Anandamide è la parola (scientifica) del momento. Questo è il nome della molecola definita “l’interruttore della socialità“, meglio nota come “molecola del piacere“, che innesca gli stessi recettori attivati dalla marijuana.


Fino ad oggi, sapevamo che l’anandamide (N-arachindonoil-etanolammina o AEA) è un acido grasso endogeno derivato dall’acido arachidonico, capace di legarsi ai recettori dei cannabinoidi producendo sia effetti centrali che periferici (ricalcando a grandi linee l’azione del TNC O tetraidrocannabinolo, che è il principio attivo della marjuana, ndr); a livello cerebrale, l’interazione con i recettori dei cannabinoidi, produce modificazioni del tono dell’umore e del livello di coscienza. Non a caso il termine anandamide deriva dalla parola sanscrita ananda, che significa stato di grazia o beatitudine, riferendosi appunto alla sua capacità di evocare sensazioni piacevoli.

In questi giorni ci sono stati risvolti: la molecola del piacere, infatti, si trova nel cervello e fa scattare quel piacere di stare con gli altri. Si tratta dell’esito di una ricerca condotta da uno scienziato italiano che lavora tra l’Università della California a Irvine e l’Istituto Italiano di Tecnologia di Genova, Daniele Piomelli.
L’esito di questo studio è molto importante per una seria ragione: è un preziosissimo punto di partenza da cui si potranno trarre preziosi farmaci per disturbi come la fobia sociale o l’autismo: “A livello clinico questa scoperta è importante perché farmaci che potenziano gli effetti dell’endocannabinoide anandamide, da noi scoperti qualche tempo fa, potrebbero essere utilizzati per trattare il difetto di socialità che caratterizza le malattie dello spettro autistico (ASD). Abbiamo un altro lavoro in preparazione che dimostra proprio questo su modelli animali di ASD”, riferisce Piomelli.
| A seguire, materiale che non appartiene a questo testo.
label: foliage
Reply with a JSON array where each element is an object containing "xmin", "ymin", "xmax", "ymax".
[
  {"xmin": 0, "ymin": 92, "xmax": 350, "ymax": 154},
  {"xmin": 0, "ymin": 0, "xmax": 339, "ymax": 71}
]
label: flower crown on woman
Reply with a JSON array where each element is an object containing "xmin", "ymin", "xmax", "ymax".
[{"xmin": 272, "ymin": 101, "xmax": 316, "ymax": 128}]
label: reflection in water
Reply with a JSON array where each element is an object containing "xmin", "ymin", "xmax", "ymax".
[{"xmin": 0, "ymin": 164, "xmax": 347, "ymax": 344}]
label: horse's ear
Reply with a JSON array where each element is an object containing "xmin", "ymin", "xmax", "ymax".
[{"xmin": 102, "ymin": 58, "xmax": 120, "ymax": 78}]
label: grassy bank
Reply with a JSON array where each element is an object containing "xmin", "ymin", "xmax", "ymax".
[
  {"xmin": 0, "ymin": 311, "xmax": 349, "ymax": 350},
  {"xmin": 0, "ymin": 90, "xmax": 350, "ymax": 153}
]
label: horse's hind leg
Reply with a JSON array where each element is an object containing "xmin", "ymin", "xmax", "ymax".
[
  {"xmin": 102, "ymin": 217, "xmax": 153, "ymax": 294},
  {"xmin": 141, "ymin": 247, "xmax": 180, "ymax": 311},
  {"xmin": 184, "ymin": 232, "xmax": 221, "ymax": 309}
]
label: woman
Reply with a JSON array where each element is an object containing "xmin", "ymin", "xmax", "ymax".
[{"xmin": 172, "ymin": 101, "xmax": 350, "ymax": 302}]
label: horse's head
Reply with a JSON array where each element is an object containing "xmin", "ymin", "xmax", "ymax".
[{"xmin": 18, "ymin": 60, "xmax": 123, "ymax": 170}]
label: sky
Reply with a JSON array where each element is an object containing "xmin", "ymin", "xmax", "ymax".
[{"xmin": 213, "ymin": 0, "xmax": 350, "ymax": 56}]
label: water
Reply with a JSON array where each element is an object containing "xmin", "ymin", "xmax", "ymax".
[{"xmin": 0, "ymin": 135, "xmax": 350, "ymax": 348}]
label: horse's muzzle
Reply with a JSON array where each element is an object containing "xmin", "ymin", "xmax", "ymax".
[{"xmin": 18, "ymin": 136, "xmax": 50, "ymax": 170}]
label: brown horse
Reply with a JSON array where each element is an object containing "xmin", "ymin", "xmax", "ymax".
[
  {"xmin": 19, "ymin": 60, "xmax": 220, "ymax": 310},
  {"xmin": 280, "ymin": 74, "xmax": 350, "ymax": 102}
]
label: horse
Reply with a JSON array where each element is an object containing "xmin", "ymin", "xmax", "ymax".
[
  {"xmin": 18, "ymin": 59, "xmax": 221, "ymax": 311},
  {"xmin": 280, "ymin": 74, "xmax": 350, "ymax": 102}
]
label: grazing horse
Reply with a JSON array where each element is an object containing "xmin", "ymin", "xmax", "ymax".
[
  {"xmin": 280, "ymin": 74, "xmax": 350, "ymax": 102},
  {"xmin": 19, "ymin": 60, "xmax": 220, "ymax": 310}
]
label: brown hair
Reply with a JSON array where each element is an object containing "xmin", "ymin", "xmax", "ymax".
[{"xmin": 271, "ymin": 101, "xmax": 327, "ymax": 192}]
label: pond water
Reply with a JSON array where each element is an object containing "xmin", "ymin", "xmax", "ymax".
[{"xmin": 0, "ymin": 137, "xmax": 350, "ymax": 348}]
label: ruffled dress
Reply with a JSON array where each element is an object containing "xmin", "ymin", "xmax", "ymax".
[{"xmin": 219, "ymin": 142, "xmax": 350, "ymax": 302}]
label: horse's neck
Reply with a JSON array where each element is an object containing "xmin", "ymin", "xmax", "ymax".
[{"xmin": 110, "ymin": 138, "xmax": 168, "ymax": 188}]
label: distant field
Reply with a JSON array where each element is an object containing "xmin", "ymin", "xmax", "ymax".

Pubblicato sulla rivista PNAS lo studio, sperimentato sugli animali, dimostra che l’anandamide viene prodotta durante le interazioni sociali e che aumenta il piacere della socialità, quindi la predisposizione a stare insieme. Inoltre gli esperti hanno scoperto che questa molecola viene prodotta in risposta allo stimolo che giunge da un’altra parte del cervello, l’ipotalamo, mediato dall’ormone dell’affetto, l’ossitocina. Impedendo con farmaci sperimentali la degradazione dell’anandamide nel cervello dei roditori, questi si comportano come se provassero più piacere e più voglia nello stare insieme agli altri.